One of my favorite, yet cheesy bits that David Letterman does on his show is “Will It Float?” Basically something is chosen, like, say, a cheese log. Dave and Paul Schafer vote on whether it will float or not, then they drop the object into a tank of water. That’s pretty much it. (BTW, a cheese log sinks)
When you are talking about making an idea float, you need to not only steward the resources you have been entrusted with, but you need to steward the idea that has been presented.
In the past, if we didn’t have the resources to do someone’s exact idea, I would usually just tell them it couldn’t be done, and expect them to come up with a new idea. This was before I realized how difficult it is to have an idea in the first place.
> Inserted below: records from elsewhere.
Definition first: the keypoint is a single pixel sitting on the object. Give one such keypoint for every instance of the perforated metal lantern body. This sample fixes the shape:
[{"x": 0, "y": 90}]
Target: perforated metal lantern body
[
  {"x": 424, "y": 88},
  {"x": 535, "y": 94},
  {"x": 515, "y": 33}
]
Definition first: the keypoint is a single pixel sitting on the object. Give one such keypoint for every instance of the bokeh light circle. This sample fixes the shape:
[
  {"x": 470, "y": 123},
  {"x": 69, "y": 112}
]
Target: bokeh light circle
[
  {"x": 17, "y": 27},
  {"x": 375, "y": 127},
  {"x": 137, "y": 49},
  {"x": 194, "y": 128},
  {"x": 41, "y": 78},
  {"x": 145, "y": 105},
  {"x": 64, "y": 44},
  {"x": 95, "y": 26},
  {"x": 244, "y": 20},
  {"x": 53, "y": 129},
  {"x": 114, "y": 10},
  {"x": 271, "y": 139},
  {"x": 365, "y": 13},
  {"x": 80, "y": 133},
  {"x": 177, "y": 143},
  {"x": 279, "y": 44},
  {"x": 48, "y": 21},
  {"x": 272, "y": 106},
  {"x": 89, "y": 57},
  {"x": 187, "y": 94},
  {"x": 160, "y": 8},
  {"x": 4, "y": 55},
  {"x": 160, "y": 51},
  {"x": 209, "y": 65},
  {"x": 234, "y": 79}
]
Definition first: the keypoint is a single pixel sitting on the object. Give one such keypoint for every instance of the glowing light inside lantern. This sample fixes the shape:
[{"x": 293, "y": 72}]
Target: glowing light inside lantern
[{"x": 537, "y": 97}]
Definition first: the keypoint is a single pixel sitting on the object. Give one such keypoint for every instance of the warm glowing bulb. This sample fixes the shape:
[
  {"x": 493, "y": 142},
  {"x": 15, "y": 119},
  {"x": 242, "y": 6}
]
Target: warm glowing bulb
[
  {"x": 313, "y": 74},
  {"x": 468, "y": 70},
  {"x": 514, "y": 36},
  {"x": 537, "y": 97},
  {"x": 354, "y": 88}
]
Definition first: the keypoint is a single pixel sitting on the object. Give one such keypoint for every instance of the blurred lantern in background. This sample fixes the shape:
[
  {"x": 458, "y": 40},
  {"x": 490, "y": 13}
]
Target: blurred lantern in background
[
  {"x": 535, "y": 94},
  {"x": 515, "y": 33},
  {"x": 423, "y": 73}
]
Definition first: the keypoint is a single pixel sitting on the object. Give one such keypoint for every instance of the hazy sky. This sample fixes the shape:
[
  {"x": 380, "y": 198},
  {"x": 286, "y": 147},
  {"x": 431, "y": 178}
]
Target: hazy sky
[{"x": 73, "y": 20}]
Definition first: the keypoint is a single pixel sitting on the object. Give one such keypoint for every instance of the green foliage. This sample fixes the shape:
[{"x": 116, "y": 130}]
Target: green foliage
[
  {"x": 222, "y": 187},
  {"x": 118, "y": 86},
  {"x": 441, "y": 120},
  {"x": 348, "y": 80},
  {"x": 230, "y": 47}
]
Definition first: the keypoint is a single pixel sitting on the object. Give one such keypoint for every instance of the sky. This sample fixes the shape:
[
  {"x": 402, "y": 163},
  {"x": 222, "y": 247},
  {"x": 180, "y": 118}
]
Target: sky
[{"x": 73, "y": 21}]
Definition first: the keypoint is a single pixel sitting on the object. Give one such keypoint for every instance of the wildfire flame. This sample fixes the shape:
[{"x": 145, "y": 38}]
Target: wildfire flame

When I approached brainstorming this way, I’m not a team player, I’m not providing solutions, but only pointing out problems. The amount of time and effort that it takes to come up with a new idea is not something to take lightly, and if something can’t work with what we have, how can I help shape the idea to fit what we can do?
If it hasn’t been clear to you already, nobody really knows the world of production like you do. What better person to help figure out how to make an idea work than you?
When you first hear an idea, and how production plays into it, you are only skimming the surface. It is based on what someone else imagines can be done with production. When you start imagining how to accomplish the idea, you are drilling down to the idea’s essence. In my opinion, any time you can simplify the idea into its primary components, you stripping away the unnecessary parts and getting to the heart.
Once you are there, you are able to see more clearly what production can add or subtract, to bring out this essential part of the idea. Just writing this down I get excited! This is where the fusion of the technical and creative arts really come together! This is what God had in mind when he created you and put you on the team you’re on!